U.S. jails Russian ‘Taliban’ fighter for life

This Friday Nov. 7, 2014 artist rendering shows Irek Hamidullin, front center, his attorney Robert Wagner, front left, and interpreter Ihab Samra, front right, as judge Henry Hudson, left, listens in Federal Court in Richmond.

This Friday Nov. 7, 2014 artist rendering shows Irek Hamidullin, front center, his attorney Robert Wagner, front left, and interpreter Ihab Samra, front right, as judge Henry Hudson, left, listens in Federal Court in Richmond.


A 55-year-old former Russian tank commander, dubbed the Russian Taliban, was sentenced to life plus 30 years in a U.S. prison for fighting U.S. troops in Afghanistan.

Irek Hamidullin was convicted by a U.S. jury in August on 15 counts relating to a 2009 insurgent attack that he masterminded on an Afghan border police outpost near the Pakistani border.

He was found guilty of conspiring to shoot down U.S. helicopters and kill U.S. and Afghan soldiers, and of conspiring to use a weapon of mass destruction among other charges.

He was captured by U.S. troops on the battlefield, before being flown to the United States to face trial. U.S. evidence showed that he was in contact with high-level personnel in the Taliban and the Haqqani network.

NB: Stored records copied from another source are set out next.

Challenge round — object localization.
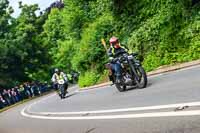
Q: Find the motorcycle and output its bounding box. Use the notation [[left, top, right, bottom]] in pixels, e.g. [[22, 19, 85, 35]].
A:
[[106, 52, 147, 92], [58, 79, 66, 99]]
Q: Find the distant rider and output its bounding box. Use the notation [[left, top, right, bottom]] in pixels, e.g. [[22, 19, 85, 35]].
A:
[[51, 68, 68, 93], [108, 37, 128, 83]]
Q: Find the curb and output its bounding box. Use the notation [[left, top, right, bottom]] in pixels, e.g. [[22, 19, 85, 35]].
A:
[[79, 60, 200, 91]]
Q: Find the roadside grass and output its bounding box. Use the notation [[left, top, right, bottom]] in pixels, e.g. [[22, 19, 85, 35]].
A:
[[0, 90, 55, 113]]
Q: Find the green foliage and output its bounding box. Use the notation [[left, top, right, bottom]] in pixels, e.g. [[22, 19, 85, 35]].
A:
[[72, 14, 113, 72]]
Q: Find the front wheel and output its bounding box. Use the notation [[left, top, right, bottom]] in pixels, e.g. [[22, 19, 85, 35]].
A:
[[115, 84, 126, 92], [135, 66, 147, 89]]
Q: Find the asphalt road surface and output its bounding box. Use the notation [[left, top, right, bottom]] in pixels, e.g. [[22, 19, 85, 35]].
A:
[[0, 66, 200, 133]]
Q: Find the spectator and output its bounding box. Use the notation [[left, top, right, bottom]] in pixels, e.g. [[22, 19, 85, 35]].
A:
[[0, 94, 6, 109]]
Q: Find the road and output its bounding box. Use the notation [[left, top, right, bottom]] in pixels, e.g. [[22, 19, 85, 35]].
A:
[[0, 66, 200, 133]]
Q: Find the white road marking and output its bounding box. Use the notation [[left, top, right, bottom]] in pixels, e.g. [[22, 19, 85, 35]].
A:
[[27, 102, 200, 115], [21, 67, 200, 120], [21, 110, 200, 120]]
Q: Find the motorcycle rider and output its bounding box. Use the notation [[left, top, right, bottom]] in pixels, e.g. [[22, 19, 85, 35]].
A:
[[108, 36, 128, 84], [51, 68, 68, 93]]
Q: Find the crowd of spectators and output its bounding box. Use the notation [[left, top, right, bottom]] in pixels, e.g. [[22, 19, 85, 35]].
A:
[[0, 82, 52, 109]]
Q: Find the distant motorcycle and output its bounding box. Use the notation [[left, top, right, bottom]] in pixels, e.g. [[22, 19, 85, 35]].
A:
[[106, 52, 147, 92]]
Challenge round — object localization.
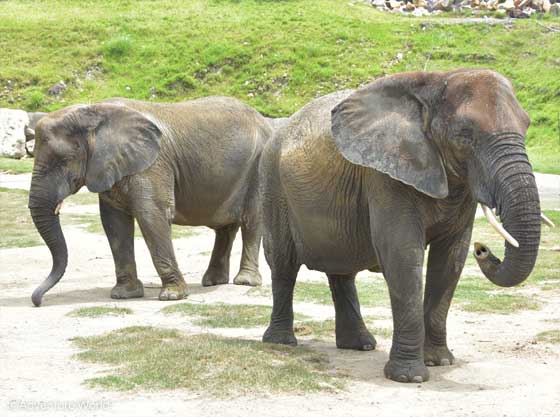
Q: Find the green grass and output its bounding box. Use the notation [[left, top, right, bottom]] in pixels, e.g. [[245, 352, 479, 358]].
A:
[[0, 188, 44, 249], [0, 156, 33, 174], [0, 187, 198, 249], [67, 306, 132, 318], [161, 302, 307, 328], [536, 330, 560, 344], [0, 0, 560, 173], [73, 327, 343, 397]]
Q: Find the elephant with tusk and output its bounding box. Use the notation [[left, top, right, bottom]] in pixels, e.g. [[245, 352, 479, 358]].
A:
[[260, 69, 544, 382], [29, 97, 272, 306]]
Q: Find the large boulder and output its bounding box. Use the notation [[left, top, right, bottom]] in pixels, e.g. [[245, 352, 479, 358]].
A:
[[0, 109, 29, 159], [0, 109, 47, 159]]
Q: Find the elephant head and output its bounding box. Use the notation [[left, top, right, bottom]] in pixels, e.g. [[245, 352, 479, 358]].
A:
[[29, 103, 161, 306], [331, 70, 541, 287]]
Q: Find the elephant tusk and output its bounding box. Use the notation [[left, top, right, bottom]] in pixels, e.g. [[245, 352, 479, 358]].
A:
[[541, 213, 556, 227], [480, 204, 519, 248]]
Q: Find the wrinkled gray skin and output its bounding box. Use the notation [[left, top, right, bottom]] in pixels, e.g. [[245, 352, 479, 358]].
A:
[[29, 97, 271, 306], [260, 70, 540, 382]]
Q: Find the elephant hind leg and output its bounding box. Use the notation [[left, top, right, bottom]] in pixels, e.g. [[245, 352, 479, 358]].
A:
[[262, 189, 301, 346], [327, 274, 377, 350], [202, 224, 239, 287], [233, 201, 262, 287]]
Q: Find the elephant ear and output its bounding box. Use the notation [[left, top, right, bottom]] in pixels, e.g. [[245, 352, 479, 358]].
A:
[[76, 103, 161, 193], [331, 77, 448, 198]]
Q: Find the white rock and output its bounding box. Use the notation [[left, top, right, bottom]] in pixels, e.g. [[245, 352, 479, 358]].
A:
[[0, 109, 29, 159], [411, 7, 430, 17], [498, 0, 515, 11]]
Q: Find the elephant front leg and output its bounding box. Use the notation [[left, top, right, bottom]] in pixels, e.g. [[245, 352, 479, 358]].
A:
[[136, 208, 187, 301], [99, 196, 144, 299], [424, 227, 472, 366], [327, 274, 376, 350], [370, 210, 429, 383], [202, 224, 239, 287]]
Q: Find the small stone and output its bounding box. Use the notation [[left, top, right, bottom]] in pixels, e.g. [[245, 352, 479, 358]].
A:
[[385, 0, 402, 10], [48, 80, 66, 97], [498, 0, 515, 10]]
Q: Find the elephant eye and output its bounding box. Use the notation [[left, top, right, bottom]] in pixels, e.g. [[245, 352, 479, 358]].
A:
[[455, 127, 474, 145]]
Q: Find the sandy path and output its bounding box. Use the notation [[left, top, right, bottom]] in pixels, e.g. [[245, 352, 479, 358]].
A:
[[0, 220, 560, 417]]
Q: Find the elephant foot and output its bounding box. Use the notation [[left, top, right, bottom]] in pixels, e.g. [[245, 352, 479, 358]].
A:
[[336, 326, 377, 351], [384, 359, 430, 383], [233, 269, 262, 287], [158, 281, 187, 301], [424, 343, 455, 366], [111, 279, 144, 300], [263, 326, 297, 346], [202, 268, 229, 287]]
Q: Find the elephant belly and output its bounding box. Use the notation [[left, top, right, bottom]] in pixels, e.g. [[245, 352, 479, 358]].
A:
[[290, 204, 378, 274]]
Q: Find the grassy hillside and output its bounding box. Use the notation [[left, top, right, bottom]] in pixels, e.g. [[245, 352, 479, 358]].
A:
[[0, 0, 560, 173]]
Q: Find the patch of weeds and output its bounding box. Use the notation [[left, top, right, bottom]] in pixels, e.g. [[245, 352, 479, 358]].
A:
[[0, 188, 43, 249], [0, 156, 33, 174], [72, 327, 344, 397], [161, 302, 307, 328], [536, 330, 560, 344], [67, 306, 132, 318], [453, 278, 540, 314], [104, 35, 132, 58], [27, 89, 47, 110]]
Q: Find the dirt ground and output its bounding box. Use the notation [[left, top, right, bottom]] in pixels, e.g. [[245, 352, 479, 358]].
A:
[[0, 214, 560, 417], [0, 171, 560, 417]]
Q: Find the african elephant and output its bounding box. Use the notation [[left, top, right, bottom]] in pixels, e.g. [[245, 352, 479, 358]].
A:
[[29, 97, 272, 306], [260, 70, 541, 382]]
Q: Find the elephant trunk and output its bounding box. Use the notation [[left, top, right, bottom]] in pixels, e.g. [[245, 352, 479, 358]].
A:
[[29, 176, 68, 307], [474, 136, 541, 287]]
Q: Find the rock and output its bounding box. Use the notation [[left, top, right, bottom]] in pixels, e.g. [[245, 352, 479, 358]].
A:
[[48, 80, 66, 97], [24, 112, 47, 156], [498, 0, 515, 11], [433, 0, 453, 12], [0, 109, 29, 159], [385, 0, 402, 10], [412, 7, 430, 13], [529, 0, 543, 12]]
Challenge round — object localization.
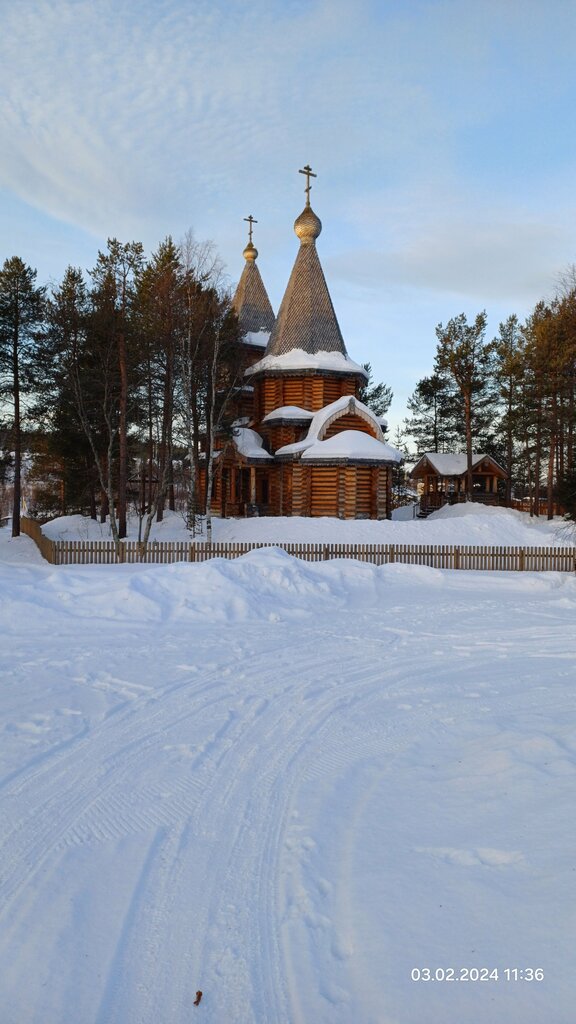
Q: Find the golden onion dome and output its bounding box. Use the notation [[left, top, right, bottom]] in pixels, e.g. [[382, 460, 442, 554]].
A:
[[294, 206, 322, 245], [242, 242, 258, 260]]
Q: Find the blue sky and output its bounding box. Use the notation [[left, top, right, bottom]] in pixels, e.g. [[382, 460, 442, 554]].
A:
[[0, 0, 576, 427]]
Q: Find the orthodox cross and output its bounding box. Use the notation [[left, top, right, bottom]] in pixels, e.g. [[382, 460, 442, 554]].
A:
[[244, 214, 258, 245], [298, 164, 318, 206]]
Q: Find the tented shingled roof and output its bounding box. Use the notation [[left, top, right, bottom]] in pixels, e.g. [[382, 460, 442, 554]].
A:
[[264, 207, 347, 357], [232, 250, 274, 334]]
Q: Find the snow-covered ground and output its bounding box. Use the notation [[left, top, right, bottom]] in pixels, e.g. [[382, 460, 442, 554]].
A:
[[43, 503, 574, 547], [0, 510, 576, 1024]]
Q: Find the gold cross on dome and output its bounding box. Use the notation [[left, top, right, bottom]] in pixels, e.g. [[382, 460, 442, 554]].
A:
[[244, 214, 258, 245], [298, 164, 318, 206]]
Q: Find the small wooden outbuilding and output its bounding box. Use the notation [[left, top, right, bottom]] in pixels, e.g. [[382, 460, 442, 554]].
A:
[[410, 452, 507, 512]]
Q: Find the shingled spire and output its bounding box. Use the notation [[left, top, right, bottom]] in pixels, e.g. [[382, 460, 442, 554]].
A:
[[264, 164, 346, 357], [232, 214, 274, 335]]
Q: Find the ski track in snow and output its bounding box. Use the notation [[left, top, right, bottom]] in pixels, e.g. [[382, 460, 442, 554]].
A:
[[0, 556, 576, 1024]]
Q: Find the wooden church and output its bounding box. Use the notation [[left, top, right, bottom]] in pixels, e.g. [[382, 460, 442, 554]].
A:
[[206, 166, 402, 519]]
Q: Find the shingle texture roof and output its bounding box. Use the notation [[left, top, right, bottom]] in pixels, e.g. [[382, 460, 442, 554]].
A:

Hamidullin led a group of fighters in an attack on the Camp Leyza outpost in the northeastern Afghan province of Khost on November 28, 2009 after months of planning, prosecutors said.

The attack was approved by the Taliban and the Haqqani Network, and saw him amass homemade bombs, heavy machine guns and a shoulder-fired rocket intended to shoot down U.S. helicopters.

But the anti-aircraft weapons malfunctioned during the fighting and he ordered his fighters to pack up and return to Pakistan, during which around 20 were killed by U.S. fire, prosecutors said.

Hamidullin was captured the next morning after opening fire on U.S. forces with a Kalashnikov, they added.

The U.S. justice system routinely prosecutes people deemed to have posed a threat to or harmed Americans overseas.

“This case once again demonstrates our resolve to find and bring to justice, using all available tools, those who target U.S. citizens and interests around the world,” said assistant U.S. attorney general John Carlin.

This photo provided by the U.S. Department of Justice shows Irek Hamidullin, a Russian captured by U.S. Army on Nov. 29, 2009, in Afghanistan near the Pakistan border.

This photo provided by the U.S. Department of Justice shows Irek Hamidullin, a Russian captured by U.S. Army on Nov. 29, 2009, in Afghanistan near the Pakistan border.